Snow on Cloudripper in California
Local water management that depends on melting mountain snow (as seen here on Cloudripper Peak in California) will have to adjust in future years as less precipitation falls as snow. Credit: Dcrjsr, CC BY 3.0
Source: Earth’s Future

Lots of climate research focuses on averages over large areas—often the globe as a whole—but many decisions related to the environment and water availability are made by local authorities. Zooming in on these regional levels can be difficult. The water cycle is complex to begin with, and climate models often get conflicting results at the regional scale. Further, natural variability is “noisier” when looking so closely at an area, and even strong trends may not show up decisively against the variable backdrop.

In a new study, Marvel et al. focus on hydroclimate trends in seven regions across the continental United States. They examine several drought variables, including precipitation, evaporation, and soil moisture, using Coupled Model Intercomparison Project Phase 6 (CMIP6) models, comparing trends through the end of the 21st century under low- to high-emissions scenarios.

The researchers found notable changes in the water cycle and its seasonal pattern in all regions by the year 2100. For example, simulations predict that many important hydrological peaks will shift to earlier in the year: Western regions will experience earlier peak runoff, for instance, and northern regions will experience earlier peak evaporation. The models also predict that no region will receive less total precipitation—in fact, several will see an increase—but all regions will have drier surface soils.

Even if annual averages do not change, hydroclimate patterns during the year may vary in significant ways. In the northwest region, for instance, total soil moisture is projected to increase.

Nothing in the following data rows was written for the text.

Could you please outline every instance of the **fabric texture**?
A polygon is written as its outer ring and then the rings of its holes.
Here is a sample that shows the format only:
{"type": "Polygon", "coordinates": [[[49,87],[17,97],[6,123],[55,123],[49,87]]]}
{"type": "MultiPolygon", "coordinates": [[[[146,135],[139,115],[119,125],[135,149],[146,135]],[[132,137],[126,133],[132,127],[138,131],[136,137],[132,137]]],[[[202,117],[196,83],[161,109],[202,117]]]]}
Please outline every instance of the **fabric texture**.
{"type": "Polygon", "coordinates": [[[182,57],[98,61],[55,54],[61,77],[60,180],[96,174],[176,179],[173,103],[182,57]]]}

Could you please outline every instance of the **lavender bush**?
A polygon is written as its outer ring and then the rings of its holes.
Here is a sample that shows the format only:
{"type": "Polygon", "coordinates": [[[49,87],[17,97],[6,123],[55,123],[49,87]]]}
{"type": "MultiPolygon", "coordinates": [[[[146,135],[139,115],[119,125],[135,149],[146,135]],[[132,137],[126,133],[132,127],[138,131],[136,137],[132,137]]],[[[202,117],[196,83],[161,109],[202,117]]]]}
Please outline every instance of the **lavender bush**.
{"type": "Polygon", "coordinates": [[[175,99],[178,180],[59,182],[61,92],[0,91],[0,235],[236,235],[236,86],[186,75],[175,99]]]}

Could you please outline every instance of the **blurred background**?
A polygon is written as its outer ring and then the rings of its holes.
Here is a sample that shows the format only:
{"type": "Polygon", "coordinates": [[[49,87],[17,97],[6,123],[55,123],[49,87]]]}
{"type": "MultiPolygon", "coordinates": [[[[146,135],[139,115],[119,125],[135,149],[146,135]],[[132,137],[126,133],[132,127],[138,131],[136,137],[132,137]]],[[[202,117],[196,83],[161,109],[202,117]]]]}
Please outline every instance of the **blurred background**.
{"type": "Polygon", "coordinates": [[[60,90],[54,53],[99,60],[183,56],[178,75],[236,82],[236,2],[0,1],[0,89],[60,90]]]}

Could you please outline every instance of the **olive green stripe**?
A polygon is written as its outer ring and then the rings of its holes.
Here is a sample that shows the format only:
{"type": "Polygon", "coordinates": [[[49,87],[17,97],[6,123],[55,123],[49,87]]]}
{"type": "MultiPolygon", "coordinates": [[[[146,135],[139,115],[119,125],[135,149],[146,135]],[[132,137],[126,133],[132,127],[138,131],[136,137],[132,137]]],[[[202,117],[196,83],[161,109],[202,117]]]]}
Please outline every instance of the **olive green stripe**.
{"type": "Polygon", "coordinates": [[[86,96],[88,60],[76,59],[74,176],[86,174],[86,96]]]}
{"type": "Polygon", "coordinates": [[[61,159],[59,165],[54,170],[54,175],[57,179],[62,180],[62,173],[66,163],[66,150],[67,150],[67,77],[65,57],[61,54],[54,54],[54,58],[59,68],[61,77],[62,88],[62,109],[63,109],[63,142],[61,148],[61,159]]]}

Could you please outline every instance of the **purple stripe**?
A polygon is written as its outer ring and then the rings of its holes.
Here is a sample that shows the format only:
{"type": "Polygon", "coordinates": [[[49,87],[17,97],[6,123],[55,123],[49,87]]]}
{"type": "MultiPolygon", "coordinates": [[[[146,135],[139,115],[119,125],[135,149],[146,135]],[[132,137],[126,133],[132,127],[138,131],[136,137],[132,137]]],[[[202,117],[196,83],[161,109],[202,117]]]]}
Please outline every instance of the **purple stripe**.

If more winter precipitation falls as rain rather than snow, the water has the chance to permeate and recharge the soil over time, rather than being stored in a snowpack and inundating soil as runoff later in the spring, when soil is already saturated. In central regions, earlier peak rainfall means that long summers dry out the soil with little rain to help soil moisture levels recover.

The researchers predict that if emissions drop to low levels, most of these trends will be barely noticeable amid normal annual variation. However, if emissions continue at current levels or increase throughout the remainder of the century, current methods for managing water will need to adapt to changing climate patterns. Reservoirs will not be able to depend on melting snowpack for replenishment, and farmers will have to change their normal planting schedules to account for drier summers, earlier growing seasons, and earlier peak rainfall. Either way, those living in the continental United States will have to change—either by substantially reducing greenhouse gas emissions or by adapting their way of life to shifting hydroclimate patterns, the authors say. (Earth’s Future,, 2021)

—Elizabeth Thompson, Science Writer

Citation: Thompson, E. (2021), Shifts in weather patterns vary by region, Eos, 102, Published on 7 October 2021.